Smartphones have taken over our lives. Whether you're walking through Manhattan or Queens, you're likely to find people plodding down the street, eyes glued to their devices. Our need for constant connectivity has become all-consuming--and it's had a serious impact on our safety.
Since the advent of smartphones, instances of distracted driving-related traffic accidents have skyrocketed. Many states have responded by passing laws that crack down of texting while driving. However, New York legislators viewed the problem as more pervasive than that. They have enacted legislation banning all forms of device-related distraction.
In New York, it is illegal to do any of the following while driving:
- Talk on a hand-held electronic device
- Write, send, receive or read any text-based messages on such a device
- View websites on such a device
- Play games on such a device
- However, a driver may use a mobile device for calling or GPS, if that device is affixed to the vehicle.
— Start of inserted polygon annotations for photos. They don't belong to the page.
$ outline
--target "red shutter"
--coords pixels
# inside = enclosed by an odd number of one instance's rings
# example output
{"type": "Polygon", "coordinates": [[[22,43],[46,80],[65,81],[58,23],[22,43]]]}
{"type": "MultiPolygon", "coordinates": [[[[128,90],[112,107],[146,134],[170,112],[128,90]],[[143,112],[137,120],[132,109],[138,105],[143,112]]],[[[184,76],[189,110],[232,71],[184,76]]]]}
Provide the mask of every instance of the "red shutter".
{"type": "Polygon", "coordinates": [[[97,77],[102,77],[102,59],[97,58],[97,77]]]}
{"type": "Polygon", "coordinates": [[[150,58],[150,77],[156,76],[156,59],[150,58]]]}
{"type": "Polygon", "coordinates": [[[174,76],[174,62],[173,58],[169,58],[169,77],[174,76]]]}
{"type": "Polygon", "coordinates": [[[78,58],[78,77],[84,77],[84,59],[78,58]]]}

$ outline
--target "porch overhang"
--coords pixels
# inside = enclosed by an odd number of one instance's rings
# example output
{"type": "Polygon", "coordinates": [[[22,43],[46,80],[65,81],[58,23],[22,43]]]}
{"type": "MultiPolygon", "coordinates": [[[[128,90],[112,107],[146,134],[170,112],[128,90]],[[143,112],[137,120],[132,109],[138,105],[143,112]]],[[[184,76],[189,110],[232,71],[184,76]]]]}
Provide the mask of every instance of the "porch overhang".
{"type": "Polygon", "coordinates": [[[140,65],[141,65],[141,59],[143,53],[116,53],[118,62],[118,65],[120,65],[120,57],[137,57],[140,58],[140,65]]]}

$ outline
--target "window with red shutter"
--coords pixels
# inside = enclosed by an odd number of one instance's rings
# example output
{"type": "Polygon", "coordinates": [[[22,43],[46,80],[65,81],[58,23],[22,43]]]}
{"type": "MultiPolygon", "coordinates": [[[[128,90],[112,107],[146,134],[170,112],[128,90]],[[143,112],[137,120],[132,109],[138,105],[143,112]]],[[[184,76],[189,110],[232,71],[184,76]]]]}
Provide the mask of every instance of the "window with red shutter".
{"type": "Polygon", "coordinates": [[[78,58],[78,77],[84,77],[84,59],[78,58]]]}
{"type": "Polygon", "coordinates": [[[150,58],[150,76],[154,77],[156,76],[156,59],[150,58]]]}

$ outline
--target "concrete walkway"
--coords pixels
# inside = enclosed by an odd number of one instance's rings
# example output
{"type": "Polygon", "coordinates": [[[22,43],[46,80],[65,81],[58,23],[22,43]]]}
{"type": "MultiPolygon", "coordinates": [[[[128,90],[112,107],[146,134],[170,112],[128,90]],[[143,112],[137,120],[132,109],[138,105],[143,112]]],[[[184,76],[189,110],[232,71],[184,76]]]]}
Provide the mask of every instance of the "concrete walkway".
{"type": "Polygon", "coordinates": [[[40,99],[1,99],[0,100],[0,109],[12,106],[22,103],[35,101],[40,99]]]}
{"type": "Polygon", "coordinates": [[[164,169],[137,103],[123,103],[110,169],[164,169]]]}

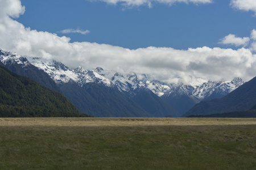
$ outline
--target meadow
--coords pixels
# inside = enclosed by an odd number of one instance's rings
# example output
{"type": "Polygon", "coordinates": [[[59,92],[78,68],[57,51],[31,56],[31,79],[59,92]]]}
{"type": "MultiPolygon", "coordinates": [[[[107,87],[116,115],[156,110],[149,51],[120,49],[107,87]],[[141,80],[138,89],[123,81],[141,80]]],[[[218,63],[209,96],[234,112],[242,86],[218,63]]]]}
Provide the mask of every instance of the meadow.
{"type": "Polygon", "coordinates": [[[256,118],[0,118],[0,169],[255,169],[256,118]]]}

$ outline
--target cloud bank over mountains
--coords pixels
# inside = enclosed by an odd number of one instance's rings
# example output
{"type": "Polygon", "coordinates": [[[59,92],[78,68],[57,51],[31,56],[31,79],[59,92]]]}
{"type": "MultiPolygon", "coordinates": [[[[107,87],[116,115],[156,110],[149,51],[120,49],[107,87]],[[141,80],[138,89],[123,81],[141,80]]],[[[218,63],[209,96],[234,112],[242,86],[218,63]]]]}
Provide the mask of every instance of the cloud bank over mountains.
{"type": "MultiPolygon", "coordinates": [[[[128,1],[111,2],[117,3],[128,1]]],[[[166,3],[167,4],[175,2],[199,4],[213,1],[159,2],[167,2],[166,3]]],[[[237,7],[242,7],[243,2],[251,3],[253,7],[255,2],[253,1],[232,1],[230,5],[236,4],[237,7]]],[[[141,1],[130,2],[135,3],[141,1]]],[[[141,2],[144,3],[151,1],[141,2]]],[[[256,8],[254,11],[256,12],[256,8]]],[[[198,77],[212,80],[222,78],[230,80],[238,76],[247,81],[256,75],[256,56],[254,53],[256,52],[255,29],[251,31],[250,37],[241,38],[230,34],[220,40],[220,43],[242,46],[237,50],[207,46],[187,50],[150,46],[131,50],[108,44],[88,42],[71,43],[71,39],[66,36],[60,37],[56,33],[31,30],[14,19],[24,12],[25,7],[22,6],[19,0],[0,1],[0,48],[3,50],[21,55],[54,59],[73,69],[82,66],[89,69],[100,66],[120,72],[150,74],[156,79],[169,83],[177,83],[179,80],[190,82],[198,77]]],[[[69,31],[86,31],[71,29],[69,31]]]]}
{"type": "Polygon", "coordinates": [[[192,3],[195,4],[212,3],[212,0],[100,0],[109,4],[121,4],[126,7],[134,7],[147,5],[152,7],[154,3],[162,3],[171,6],[175,3],[192,3]]]}

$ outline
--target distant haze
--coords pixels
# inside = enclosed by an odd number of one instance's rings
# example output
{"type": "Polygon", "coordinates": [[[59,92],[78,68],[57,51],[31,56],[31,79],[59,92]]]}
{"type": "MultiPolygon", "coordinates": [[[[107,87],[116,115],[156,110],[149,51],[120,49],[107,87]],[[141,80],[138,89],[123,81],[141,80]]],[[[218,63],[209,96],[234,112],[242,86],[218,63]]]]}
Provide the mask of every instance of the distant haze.
{"type": "MultiPolygon", "coordinates": [[[[138,8],[141,5],[147,7],[146,10],[150,12],[158,3],[171,6],[185,2],[188,8],[195,5],[209,7],[217,1],[101,1],[105,2],[98,3],[115,4],[117,8],[119,6],[125,8],[120,12],[127,12],[133,10],[131,8],[138,8]]],[[[203,46],[182,50],[171,47],[148,46],[130,49],[100,42],[73,42],[71,38],[63,36],[63,34],[69,36],[70,33],[78,33],[86,37],[93,30],[67,28],[56,33],[50,33],[27,27],[30,26],[25,27],[15,20],[26,12],[22,2],[19,0],[0,1],[0,48],[3,50],[22,55],[52,58],[73,69],[78,66],[85,69],[101,67],[120,72],[148,74],[154,79],[168,83],[177,83],[179,80],[193,82],[197,78],[230,80],[234,77],[240,77],[247,81],[256,75],[255,28],[248,27],[247,32],[245,33],[247,36],[245,37],[239,37],[230,32],[218,37],[214,44],[220,47],[203,46]]],[[[256,3],[253,1],[230,1],[229,7],[234,13],[256,12],[256,3]]],[[[249,17],[256,20],[253,15],[249,17]]],[[[74,26],[75,28],[76,27],[74,26]]]]}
In addition, a driver may call emergency services on a hand-held device, even if it is not affixed to the vehicle.
The law has been amended since it was originally passed, making penalties for infraction stiffer. A driver who has violated the law can:
- Lose five points on their driving record
- Face fines ranging from $50 to $450
- Commercial drivers, junior drivers and drivers with a probationary license or learner's permit can face additional penalties.
Whether you're in New York as a resident or a tourist, it's important that you understand the laws of the road--and the legal ramifications if you don't comply.